Did you use a script to loops through settings to find optimal values?
What settings?

I use
setoption name Backend value cudnn-fp16
setoption name MinibatchSize value 512
setoption name NNCacheSize value 2000000

and only NNCache is non-standard. 10x times higher is better both NPS wise and strength wise, at all time controls I checked. Even higher might be better at very long time controls.

I also checked MaxCollisionEvents, which by default is 32, but Elo-wise in 1000 games each match in fast games, 32, 40, 48 come within error margins, so maybe 40 is better, as it is a tiny bit better tactically. But don't expect Elo improvement beyond 5-10 Elo points, if at all.

Now I am checking MaxPrefetch, which is indeed widening the search for high values (higher time-to-depth).

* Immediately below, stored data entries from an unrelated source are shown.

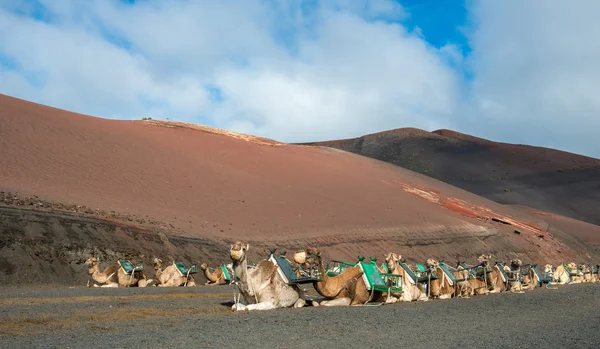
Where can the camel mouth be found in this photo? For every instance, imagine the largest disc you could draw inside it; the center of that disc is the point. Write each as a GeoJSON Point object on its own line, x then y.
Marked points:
{"type": "Point", "coordinates": [300, 257]}
{"type": "Point", "coordinates": [236, 255]}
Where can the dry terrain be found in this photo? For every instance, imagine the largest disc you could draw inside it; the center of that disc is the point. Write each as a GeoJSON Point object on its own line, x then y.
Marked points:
{"type": "Point", "coordinates": [545, 179]}
{"type": "Point", "coordinates": [201, 317]}
{"type": "Point", "coordinates": [73, 185]}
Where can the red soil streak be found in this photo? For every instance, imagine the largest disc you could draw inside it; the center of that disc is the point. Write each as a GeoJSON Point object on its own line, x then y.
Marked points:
{"type": "Point", "coordinates": [223, 185]}
{"type": "Point", "coordinates": [470, 210]}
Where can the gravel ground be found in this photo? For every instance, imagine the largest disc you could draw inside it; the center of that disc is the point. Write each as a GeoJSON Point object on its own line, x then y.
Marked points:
{"type": "Point", "coordinates": [567, 317]}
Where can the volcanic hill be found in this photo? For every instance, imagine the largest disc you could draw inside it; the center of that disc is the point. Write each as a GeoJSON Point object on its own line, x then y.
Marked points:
{"type": "Point", "coordinates": [544, 179]}
{"type": "Point", "coordinates": [73, 185]}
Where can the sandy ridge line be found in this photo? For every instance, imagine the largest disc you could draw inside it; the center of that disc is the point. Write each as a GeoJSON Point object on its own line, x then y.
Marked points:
{"type": "Point", "coordinates": [20, 301]}
{"type": "Point", "coordinates": [214, 130]}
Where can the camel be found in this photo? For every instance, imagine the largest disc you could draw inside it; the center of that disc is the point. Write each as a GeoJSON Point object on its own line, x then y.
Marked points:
{"type": "Point", "coordinates": [587, 272]}
{"type": "Point", "coordinates": [561, 275]}
{"type": "Point", "coordinates": [261, 287]}
{"type": "Point", "coordinates": [170, 276]}
{"type": "Point", "coordinates": [514, 272]}
{"type": "Point", "coordinates": [411, 289]}
{"type": "Point", "coordinates": [444, 287]}
{"type": "Point", "coordinates": [346, 288]}
{"type": "Point", "coordinates": [495, 282]}
{"type": "Point", "coordinates": [477, 284]}
{"type": "Point", "coordinates": [531, 280]}
{"type": "Point", "coordinates": [216, 277]}
{"type": "Point", "coordinates": [114, 276]}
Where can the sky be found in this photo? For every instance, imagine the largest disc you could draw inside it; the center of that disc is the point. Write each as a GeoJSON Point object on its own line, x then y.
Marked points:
{"type": "Point", "coordinates": [514, 71]}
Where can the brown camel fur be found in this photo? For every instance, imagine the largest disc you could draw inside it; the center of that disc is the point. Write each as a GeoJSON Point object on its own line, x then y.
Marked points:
{"type": "Point", "coordinates": [261, 287]}
{"type": "Point", "coordinates": [514, 271]}
{"type": "Point", "coordinates": [114, 276]}
{"type": "Point", "coordinates": [494, 277]}
{"type": "Point", "coordinates": [444, 288]}
{"type": "Point", "coordinates": [216, 277]}
{"type": "Point", "coordinates": [411, 289]}
{"type": "Point", "coordinates": [347, 288]}
{"type": "Point", "coordinates": [170, 276]}
{"type": "Point", "coordinates": [476, 285]}
{"type": "Point", "coordinates": [561, 276]}
{"type": "Point", "coordinates": [531, 280]}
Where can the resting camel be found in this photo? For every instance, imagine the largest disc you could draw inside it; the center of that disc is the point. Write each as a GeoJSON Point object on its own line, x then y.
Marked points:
{"type": "Point", "coordinates": [114, 276]}
{"type": "Point", "coordinates": [514, 271]}
{"type": "Point", "coordinates": [444, 287]}
{"type": "Point", "coordinates": [587, 272]}
{"type": "Point", "coordinates": [411, 289]}
{"type": "Point", "coordinates": [531, 280]}
{"type": "Point", "coordinates": [262, 286]}
{"type": "Point", "coordinates": [562, 276]}
{"type": "Point", "coordinates": [346, 288]}
{"type": "Point", "coordinates": [476, 284]}
{"type": "Point", "coordinates": [495, 282]}
{"type": "Point", "coordinates": [216, 277]}
{"type": "Point", "coordinates": [170, 277]}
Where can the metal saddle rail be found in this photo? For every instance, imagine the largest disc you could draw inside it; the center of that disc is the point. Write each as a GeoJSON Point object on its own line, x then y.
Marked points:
{"type": "Point", "coordinates": [417, 275]}
{"type": "Point", "coordinates": [129, 268]}
{"type": "Point", "coordinates": [227, 275]}
{"type": "Point", "coordinates": [449, 272]}
{"type": "Point", "coordinates": [545, 278]}
{"type": "Point", "coordinates": [184, 270]}
{"type": "Point", "coordinates": [377, 281]}
{"type": "Point", "coordinates": [569, 270]}
{"type": "Point", "coordinates": [335, 267]}
{"type": "Point", "coordinates": [505, 275]}
{"type": "Point", "coordinates": [287, 272]}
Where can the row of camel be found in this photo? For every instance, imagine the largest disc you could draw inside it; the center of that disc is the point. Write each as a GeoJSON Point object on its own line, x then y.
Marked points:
{"type": "Point", "coordinates": [113, 275]}
{"type": "Point", "coordinates": [261, 287]}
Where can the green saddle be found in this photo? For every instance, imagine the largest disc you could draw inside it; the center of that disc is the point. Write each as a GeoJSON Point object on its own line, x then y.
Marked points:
{"type": "Point", "coordinates": [226, 273]}
{"type": "Point", "coordinates": [375, 280]}
{"type": "Point", "coordinates": [129, 268]}
{"type": "Point", "coordinates": [185, 271]}
{"type": "Point", "coordinates": [287, 272]}
{"type": "Point", "coordinates": [335, 268]}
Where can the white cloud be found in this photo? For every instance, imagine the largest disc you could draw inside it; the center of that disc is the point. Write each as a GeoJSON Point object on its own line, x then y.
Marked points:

On STS 1500 positions at 5s/position, the results came as (default is 32):

16:
score=1205/1500 [averages on correct positions: depth=3.8 time=0.25 nodes=3516]

24:
score=1208/1500 [averages on correct positions: depth=3.9 time=0.24 nodes=3305]

Def=32:
score=1209/1500 [averages on correct positions: depth=3.9 time=0.26 nodes=3596]

40:
score=1213/1500 [averages on correct positions: depth=3.9 time=0.25 nodes=3476]

48:
score=1212/1500 [averages on correct positions: depth=3.9 time=0.26 nodes=3625]

64:
score=1210/1500 [averages on correct positions: depth=3.9 time=0.25 nodes=3302]

128:
score=1204/1500 [averages on correct positions: depth=3.8 time=0.26 nodes=3273]

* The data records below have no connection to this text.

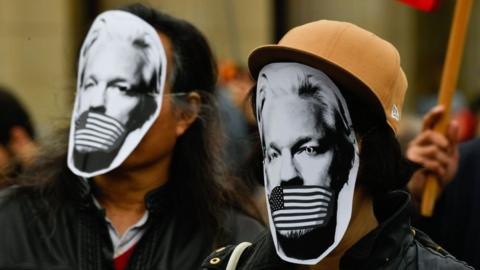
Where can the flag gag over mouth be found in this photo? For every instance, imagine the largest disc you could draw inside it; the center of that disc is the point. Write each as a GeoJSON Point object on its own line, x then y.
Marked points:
{"type": "Point", "coordinates": [310, 160]}
{"type": "Point", "coordinates": [120, 82]}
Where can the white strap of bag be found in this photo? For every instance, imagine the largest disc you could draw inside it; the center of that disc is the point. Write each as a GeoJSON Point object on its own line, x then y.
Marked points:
{"type": "Point", "coordinates": [236, 254]}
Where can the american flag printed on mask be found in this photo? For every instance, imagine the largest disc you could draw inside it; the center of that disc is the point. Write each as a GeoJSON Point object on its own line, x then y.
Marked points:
{"type": "Point", "coordinates": [97, 132]}
{"type": "Point", "coordinates": [300, 207]}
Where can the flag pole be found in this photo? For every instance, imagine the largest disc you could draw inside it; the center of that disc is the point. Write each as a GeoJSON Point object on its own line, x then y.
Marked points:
{"type": "Point", "coordinates": [447, 89]}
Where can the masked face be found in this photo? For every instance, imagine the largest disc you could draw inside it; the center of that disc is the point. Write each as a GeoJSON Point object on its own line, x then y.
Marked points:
{"type": "Point", "coordinates": [310, 160]}
{"type": "Point", "coordinates": [121, 76]}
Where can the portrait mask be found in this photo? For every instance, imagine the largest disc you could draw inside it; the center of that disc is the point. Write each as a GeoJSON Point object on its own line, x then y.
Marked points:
{"type": "Point", "coordinates": [121, 76]}
{"type": "Point", "coordinates": [310, 160]}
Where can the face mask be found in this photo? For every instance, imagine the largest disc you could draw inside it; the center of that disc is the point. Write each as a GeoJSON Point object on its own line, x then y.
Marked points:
{"type": "Point", "coordinates": [310, 160]}
{"type": "Point", "coordinates": [122, 70]}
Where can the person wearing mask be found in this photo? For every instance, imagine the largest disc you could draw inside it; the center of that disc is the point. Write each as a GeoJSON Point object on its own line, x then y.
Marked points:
{"type": "Point", "coordinates": [141, 184]}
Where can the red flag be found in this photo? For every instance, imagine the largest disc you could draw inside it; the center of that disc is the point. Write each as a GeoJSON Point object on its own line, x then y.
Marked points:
{"type": "Point", "coordinates": [425, 5]}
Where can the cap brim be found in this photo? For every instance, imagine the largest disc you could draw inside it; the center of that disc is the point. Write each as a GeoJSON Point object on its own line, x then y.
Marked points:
{"type": "Point", "coordinates": [356, 93]}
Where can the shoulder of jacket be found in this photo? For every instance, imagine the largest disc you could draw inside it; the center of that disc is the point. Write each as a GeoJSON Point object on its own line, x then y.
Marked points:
{"type": "Point", "coordinates": [433, 256]}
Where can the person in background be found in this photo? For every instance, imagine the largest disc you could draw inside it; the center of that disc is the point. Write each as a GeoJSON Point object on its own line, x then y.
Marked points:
{"type": "Point", "coordinates": [455, 221]}
{"type": "Point", "coordinates": [17, 137]}
{"type": "Point", "coordinates": [167, 205]}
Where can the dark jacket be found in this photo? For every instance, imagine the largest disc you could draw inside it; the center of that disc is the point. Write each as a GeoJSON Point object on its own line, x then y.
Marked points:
{"type": "Point", "coordinates": [76, 236]}
{"type": "Point", "coordinates": [392, 245]}
{"type": "Point", "coordinates": [455, 223]}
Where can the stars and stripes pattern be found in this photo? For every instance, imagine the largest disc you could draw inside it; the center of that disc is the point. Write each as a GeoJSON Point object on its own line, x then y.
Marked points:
{"type": "Point", "coordinates": [300, 207]}
{"type": "Point", "coordinates": [97, 132]}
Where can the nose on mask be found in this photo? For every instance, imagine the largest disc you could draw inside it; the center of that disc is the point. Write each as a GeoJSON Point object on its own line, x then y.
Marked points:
{"type": "Point", "coordinates": [97, 132]}
{"type": "Point", "coordinates": [301, 207]}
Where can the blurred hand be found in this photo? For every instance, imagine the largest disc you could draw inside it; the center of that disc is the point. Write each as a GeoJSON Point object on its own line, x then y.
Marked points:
{"type": "Point", "coordinates": [435, 152]}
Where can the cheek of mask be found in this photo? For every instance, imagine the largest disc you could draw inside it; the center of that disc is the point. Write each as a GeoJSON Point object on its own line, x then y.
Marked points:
{"type": "Point", "coordinates": [97, 132]}
{"type": "Point", "coordinates": [300, 209]}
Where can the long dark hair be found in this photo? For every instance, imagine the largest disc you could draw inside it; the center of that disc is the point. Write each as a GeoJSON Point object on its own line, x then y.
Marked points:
{"type": "Point", "coordinates": [198, 180]}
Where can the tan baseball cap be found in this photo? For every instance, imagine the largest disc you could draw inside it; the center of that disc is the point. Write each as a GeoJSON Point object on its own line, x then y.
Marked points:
{"type": "Point", "coordinates": [365, 67]}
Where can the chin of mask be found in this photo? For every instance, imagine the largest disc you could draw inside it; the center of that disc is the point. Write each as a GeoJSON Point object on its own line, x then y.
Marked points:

Preliminary results in fast games are promising for 40 value instead of 32, but don't expect anything above 10-15 Elo points improvement, if at all.
Werewolf
Posts: 1795
Joined: Thu Sep 18, 2008 10:24 pm

Re: My non-OC RTX 2070 is very fast with Lc0

Post by Werewolf »

Laskos wrote: Mon Nov 19, 2018 3:00 pm Just got and installed it. With one of the latest nets, Lc0 v19 rc5 engine:

UCI commands:

setoption name Backend value cudnn-fp16
setoption name MinibatchSize value 512
setoption name NNCacheSize value 2000000
go

info depth 19 seldepth 52 time 41681 nodes 984582 score cp 27 hashfull 274 nps 23621
info depth 21 seldepth 53 time 69999 nodes 2032430 score cp 26 hashfull 431 nps 29035
info depth 22 seldepth 54 time 93937 nodes 2845554 score cp 26 hashfull 570 nps 30292

Didn't quite expect such speeds, would have been happy even with 18,000-20,000.
Some 5-6 fold improvement over GTX 1060.

My power supply is not that strong (500W), hope it stays well.

I'm not doubting your results Laskos, but I'm struggling to understand them.
Your 1060 card produced about 4.4 TFLOPS FP32. Your 2070 card is around 7.5 TFLOPS FP32 which with the new ability to use FP16 means about 15 TFLOPS.

That should make your 2070 just under 4x faster than your 1060. Instead you report 5-6x improvement.

Happy for you...but confused.
jjoshua2
Posts: 99
Joined: Sat Mar 10, 2018 6:16 am

Re: My non-OC RTX 2070 is very fast with Lc0

Post by jjoshua2 »

You don't double fp32 to get fp16, since tensor cores run fp16 they have their own unique jump. Around 100 tflops, but because they are hardcoded to one specific task it's not quite as optimized (doesn't support windograd currently) so you end up getting 2-3x instead of something like 8-10x.